We performed fluorescence in situ hybridization (FISH) using probes derived from the SatDNA’s PCRs and from the 5S and 18S ribosomal DNAs (rDNA) to detect potential polymorphisms related to the chromosomal location of ribosomal DNA genes and to characterize the location of the satellitome of S. formosus. The probes of the 5S and 18S rDNA were previously amplified via PCR from the nuclear genome of Hoplias malabaricus [84,85] and cloned into plasmid vectors and propagated in competent cells of Escherichia coli DH5α (Invitrogen, San Diego, CA, USA). The 5S probe corresponded corresponds to the 5S rRNA coding region, comprising 120 base pairs (bp) associated with a non-transcribed spacer, NTS [86]. The 18S probe corresponds to a 1400 bp segment of this rRNA gene. The 5S rDNA probe was labeled with Atto-550-dUTP (Red fluorescence) and the 18S rDNA probe with Atto-488-dUTP (Green fluorescence). From the total of 25 SatDNAs, we were able to successfully amplify 17 sequences, which were labeled for FISH experiments with Atto-550-dUTP or Atto-488-dUTP. All probes used were labeled using a nick-translation labeling kit from Jena Bioscience (Jena, Germany), in accordance with the manufacturer’s manual. The FISH procedure was conducted under high-stringency conditions, as described in Yano et al. [87], and all metaphase plates were stained with 4′,6-diamidino-2-phenylindole (DAPI) solution.

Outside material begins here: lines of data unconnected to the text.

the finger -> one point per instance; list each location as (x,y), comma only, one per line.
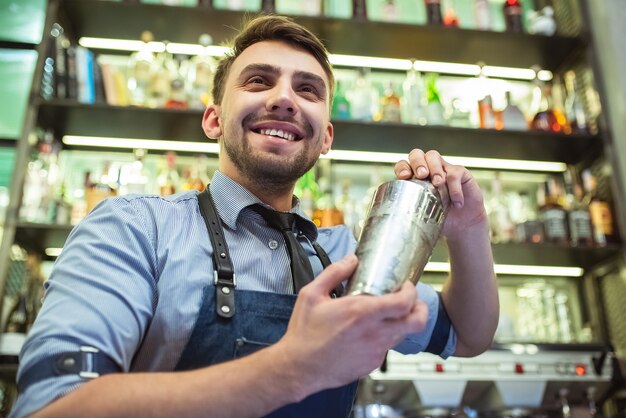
(435,167)
(332,276)
(456,177)
(418,163)
(403,170)
(393,305)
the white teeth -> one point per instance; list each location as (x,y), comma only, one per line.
(279,133)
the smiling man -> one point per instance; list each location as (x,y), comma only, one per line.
(195,305)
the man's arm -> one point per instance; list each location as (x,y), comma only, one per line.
(328,343)
(470,294)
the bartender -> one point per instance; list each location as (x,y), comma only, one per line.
(204,304)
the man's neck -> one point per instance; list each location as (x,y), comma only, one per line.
(281,200)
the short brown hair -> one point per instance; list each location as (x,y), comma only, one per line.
(272,28)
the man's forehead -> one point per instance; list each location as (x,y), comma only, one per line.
(280,55)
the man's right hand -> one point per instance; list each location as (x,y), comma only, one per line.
(331,342)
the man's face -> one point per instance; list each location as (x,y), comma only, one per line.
(273,121)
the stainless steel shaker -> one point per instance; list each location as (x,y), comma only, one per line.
(403,225)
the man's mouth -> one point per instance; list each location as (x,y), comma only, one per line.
(289,136)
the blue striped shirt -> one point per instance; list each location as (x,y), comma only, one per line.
(130,278)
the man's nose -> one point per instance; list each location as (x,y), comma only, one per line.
(282,100)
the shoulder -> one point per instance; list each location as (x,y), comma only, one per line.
(337,241)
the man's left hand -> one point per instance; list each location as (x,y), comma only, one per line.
(466,200)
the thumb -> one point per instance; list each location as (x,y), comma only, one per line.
(334,274)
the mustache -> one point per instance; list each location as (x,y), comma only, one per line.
(253,118)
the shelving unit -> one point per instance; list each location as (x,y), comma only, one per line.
(183,24)
(72,118)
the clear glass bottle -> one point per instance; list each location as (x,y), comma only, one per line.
(413,103)
(434,108)
(363,97)
(513,16)
(512,116)
(341,105)
(574,109)
(140,70)
(390,105)
(482,14)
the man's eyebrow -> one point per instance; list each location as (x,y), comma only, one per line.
(311,77)
(259,67)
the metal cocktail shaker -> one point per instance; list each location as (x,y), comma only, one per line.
(403,225)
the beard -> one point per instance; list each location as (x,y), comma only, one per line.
(266,170)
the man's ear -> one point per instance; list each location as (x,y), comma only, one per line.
(328,138)
(212,121)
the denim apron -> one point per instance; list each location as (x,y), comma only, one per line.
(260,320)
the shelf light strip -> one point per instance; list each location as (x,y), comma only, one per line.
(339,155)
(517,270)
(470,70)
(439,267)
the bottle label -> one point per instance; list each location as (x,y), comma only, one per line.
(555,224)
(601,217)
(580,225)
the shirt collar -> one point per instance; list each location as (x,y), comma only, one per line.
(231,198)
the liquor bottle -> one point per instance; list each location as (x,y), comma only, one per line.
(434,108)
(363,97)
(502,228)
(547,118)
(133,176)
(529,229)
(326,213)
(482,14)
(579,218)
(168,179)
(390,105)
(141,67)
(308,191)
(512,116)
(268,6)
(359,9)
(486,114)
(599,210)
(413,103)
(161,80)
(450,17)
(200,76)
(541,22)
(341,105)
(513,16)
(574,109)
(553,214)
(433,12)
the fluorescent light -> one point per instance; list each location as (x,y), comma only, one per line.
(119,44)
(369,62)
(134,143)
(53,251)
(447,68)
(341,155)
(470,70)
(517,270)
(471,162)
(508,72)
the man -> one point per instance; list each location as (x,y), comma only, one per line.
(145,284)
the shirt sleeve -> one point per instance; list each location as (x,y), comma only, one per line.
(101,293)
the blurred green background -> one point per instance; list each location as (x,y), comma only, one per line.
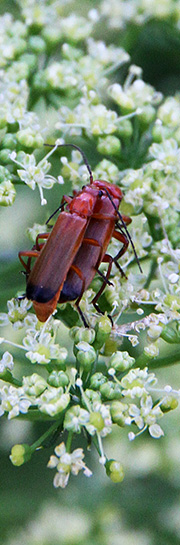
(145,508)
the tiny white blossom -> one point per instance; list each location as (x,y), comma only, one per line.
(67,463)
(6,362)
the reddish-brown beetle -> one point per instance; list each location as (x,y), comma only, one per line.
(66,264)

4.6. Microdissection and Preparation of Chromosome Painting Probes

Twelve copies of the 18th acrocentric pair of the Yellowtail Silver (YS) phenotype of the green variety, which harbors two equally large acrocentric chromosomes, were manually microdissected using a glass needle, in order to look for chromosomal homologies among the color variants connected to a putative ZW-pair [36]. The material was then amplified using a degenerate oligonucleotide-primed polymerase chain reaction (DOP-PCR) procedure, described in Yang et al. [88]. We named the microdissected probe SFO-A (SFO: Scleropages formosus; A: largest acrocentric pair) and properly labeled it with Spectrum-Orange-dUTP (Vysis, Downers Grove, IL, USA) in a secondary DOP-PCR, using 1 μL of the primarily amplified product as DNA template [88]. Chromosome preparations of all five phenotypes were then used for whole chromosome painting (WCP) procedures, following the protocol of Yano et al. [87].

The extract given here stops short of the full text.